At my day job, I'm a literary agent.
For Red Sofa Literary, I represent a diverse list of clients writing on all sorts of subjects, in both fiction and nonfiction. I work with a writer observing firsthand the cultural revolution in Iran, and a basketball reporter revealing how the industrialization of the youth game will affect college basketball and the NBA. I work with a national political columnist, a culture writer studying our online selves, an American historian, a neuroscientist. I work with novelists. This might sound all over the place, so here’s a sense of what sorts of projects I’m looking for.
Most of my list is nonfiction, and I’m always looking for projects with strong narrative. Right now, I’m loving the writing I’m seeing in publications like The Outline, The Baffler, Current Affairs, New York, and plenty of other places in a similar progressive vein. My topical interests include:
History, especially American. I’d love to see more dynamic history writing on labor movements, The Left, the shaping of our economy, revolutions large and small, and the art and aesthetics that sprang up in any of these things’ wake. Specificity in angle is always preferable.
Science, specifically evolution, biology, animals, or neuroscience; think Elizabeth Kolbert, Ed Yong, E. O. Wilson, Yuval Hurari.
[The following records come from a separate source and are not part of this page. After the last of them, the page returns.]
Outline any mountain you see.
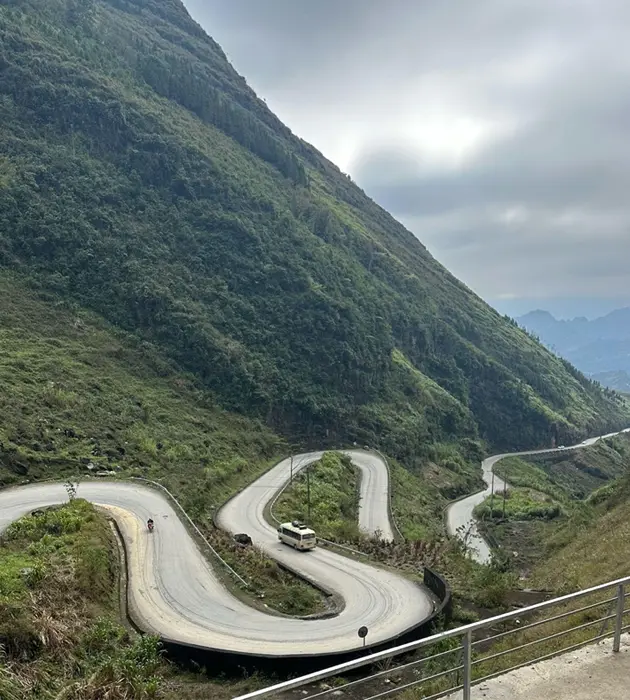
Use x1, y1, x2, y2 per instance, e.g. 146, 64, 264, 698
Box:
516, 308, 630, 391
593, 370, 630, 394
0, 0, 630, 470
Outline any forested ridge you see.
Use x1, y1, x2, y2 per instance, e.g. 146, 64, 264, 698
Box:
0, 0, 630, 476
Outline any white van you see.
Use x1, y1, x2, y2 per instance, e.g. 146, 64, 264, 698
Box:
278, 520, 317, 550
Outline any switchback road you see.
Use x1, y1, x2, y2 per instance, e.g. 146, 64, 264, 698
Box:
446, 428, 630, 564
0, 451, 433, 656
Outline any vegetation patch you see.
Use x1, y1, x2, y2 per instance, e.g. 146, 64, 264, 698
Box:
274, 452, 361, 541
0, 500, 166, 700
476, 434, 630, 580
0, 499, 272, 700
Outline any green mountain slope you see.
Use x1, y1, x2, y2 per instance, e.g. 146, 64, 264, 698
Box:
0, 273, 287, 516
0, 0, 630, 460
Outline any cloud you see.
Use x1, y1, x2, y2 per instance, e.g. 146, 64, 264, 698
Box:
187, 0, 630, 312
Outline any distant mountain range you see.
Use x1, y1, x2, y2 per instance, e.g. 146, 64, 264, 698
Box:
516, 307, 630, 392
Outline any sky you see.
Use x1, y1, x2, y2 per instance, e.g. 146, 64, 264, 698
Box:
185, 0, 630, 317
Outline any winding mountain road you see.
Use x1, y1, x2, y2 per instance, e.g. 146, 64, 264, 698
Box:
446, 428, 630, 564
0, 451, 433, 656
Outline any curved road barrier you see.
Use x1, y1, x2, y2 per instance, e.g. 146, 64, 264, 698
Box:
446, 428, 630, 564
0, 451, 433, 657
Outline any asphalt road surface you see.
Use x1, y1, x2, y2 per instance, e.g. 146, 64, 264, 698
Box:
446, 428, 630, 564
0, 452, 433, 656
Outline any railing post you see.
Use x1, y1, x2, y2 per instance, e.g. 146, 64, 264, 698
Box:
613, 583, 626, 651
462, 631, 472, 700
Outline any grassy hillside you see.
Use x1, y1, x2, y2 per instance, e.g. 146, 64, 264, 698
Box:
476, 434, 630, 576
0, 274, 287, 516
0, 0, 629, 466
0, 500, 266, 700
274, 452, 360, 541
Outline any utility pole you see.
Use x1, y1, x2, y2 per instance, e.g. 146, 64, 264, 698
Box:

Cultural criticism, essays, commentary, politics: this could be on anything, but off the top of my head I really like great writing on politics, race, social trends, leftism, video games, Weird Twitter, our relationship to the Internet, and anything else you’re thinking deeply about in a way that might matter to others.
Sports with a larger (and necessary) cultural angle; think Grantland. Specifically I really like tennis, football, and basketball.
Literary nonfiction: so often, it’s not the topic, it’s the writing. There are some people I’d read about absolutely anything from. If you love reading and your writing takes after people like Leslie Jamison, Alexander Chee, Jia Tolentino, or any other contemporary literary writer in that vein and your subject isn’t listed here, send me a note anyway.
I read a ton of adult literary fiction, but I’m pickier in representation and so it’s a smaller part of my list than nonfiction.
I don’t place much of a premium on literal subject matter in fiction. It’s all in the writing; everything I like, I like because of the way it’s told. I’m interested in unique structural or craft decisions—multiple perspectives, metafictions, disparate threads that end up weaving together—as long as they make sense and feel necessary. I like folklore, ghost stories, local legends, myths, religion; I typically pick up realist fiction, especially when that world feels a little bit surreal as a result of the prose. As with the nonfiction described above, I like novels that are class- or power-conscious, that set up shop in the many divides, dangers, and inequities of late capitalism. I like understatement—the most important craft decision an author makes is what to leave unsaid but present, just off the edge of the page.
I would gladly read something speculative, surrealist, or fantasy as long as it’s thinking deeply about some of the above themes.
One highly specific request, in case the author of this specific story is reading: I’d love a novel that engages with what would happen and how the world would look if the workers won.
Miscellaneous things I’m probably not the right agent for: stories of privileged people self-actualizing away from external consequences; long, static backstories; stories that would primarily get called “light” or “whimsical”; office culture; police or other types of officers as protagonists; benevolent rich people.
I do not represent Thrillers, YA, middle grade, or children’s books.